Summary
Hyperparameter tuning is a method for finding the best combination of parameters that improves the overall performance of a machine learning model. Hyperparameter tuning can be thought of as an optimization problem. This tutorial will briefly discuss the hyperparameter tuning problem, discuss different methods for hyperparameter tuning, and perform a simple scikit-learn tutorial on different hyperparameter tuning algorithms using an SVM classifier on the iris dataset.
Introduction
Hyperparameter tuning is a method for finding the best parameters to use for a machine learning model. There are a few different methods for hyperparameter tuning such as Grid Search, Random Search, and Bayesian Search. Grid Search is a search algorithm that performs an exhaustive search over a user-defined discrete hyperparameter space [1, 3]. Random Search is a search algorithm that improves upon Grid Search by performing a randomized search over a few distributions of the hyperparameter space [1, 3]. Finally, Bayesian Search is a search algorithm that attempts to improve its search performance by trading off between exploration and exploitation using Bayesian optimization [1, 2, 5]. This tutorial will connect concepts from both A1 and A2 by 1) setting up hyperparameter tuning as an optimization problem, 2) describing the details of how Grid Search, Random Search, and Bayesian Search try to solve the problem, and 3) providing a short demonstration with scikit-learn and scikit-optimize on an SVM classifier.
Hyperparameter Tuning as an Optimization Problem
When starting out in machine learning, optimization and hyperparameter tuning might not seem to be connected. However, when considering an objective function that can be maximized or minimized with respect to a set of hyperparameters, hyperparameter tuning can be redefined mathematically as an optimization problem. Eq. 1 shows the objective function measured as the expected loss given a dataset D, learning algorithm A, and loss function L over a set of hyperparameters defined by H. h* is the optimal hyperparameters found by finding by minimizing the objective function [1, 4].

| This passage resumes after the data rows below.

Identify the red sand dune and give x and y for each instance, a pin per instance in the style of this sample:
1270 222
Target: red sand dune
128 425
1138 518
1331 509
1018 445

In this tutorial, the algorithm will be an SVM classifier using classification metrics like accuracy, recall, precision, and f1-score in place of a loss function. The problem would turn into a maximization problem as a result of trying to maximize the selected classification metrics. The set of hyperparameters chosen will be chosen for each hyperparameter tuning algorithm from the type of kernel, regularization parameter C, kernel coefficient γ, and degree of the polynomial.
Grid Search
Grid Search is the first algorithm to discuss with respect to hyperparameter tuning. The algorithm searches through the grid exhaustively for all possible combinations of hyperparameters. In the SVM classifier chosen for this tutorial, if 3 different values each of C and γ, then Grid Search would loop through 3*3 = 9 possible combinations of hyperparameters between the C and γ. As the number of hyperparameters and number of values chosen for those parameters increase, the grid space becomes very large. This property of exhaustive search algorithms is due to the “curse of dimensionality” [1]. As the number of hyperparameters and values for those parameters increase, the more computationally expensive Grid Search tends to be on the grid space. Figure 1 shows an example of an exhaustive grid space for 2 hyperparameters with 5 chosen values [1, 3].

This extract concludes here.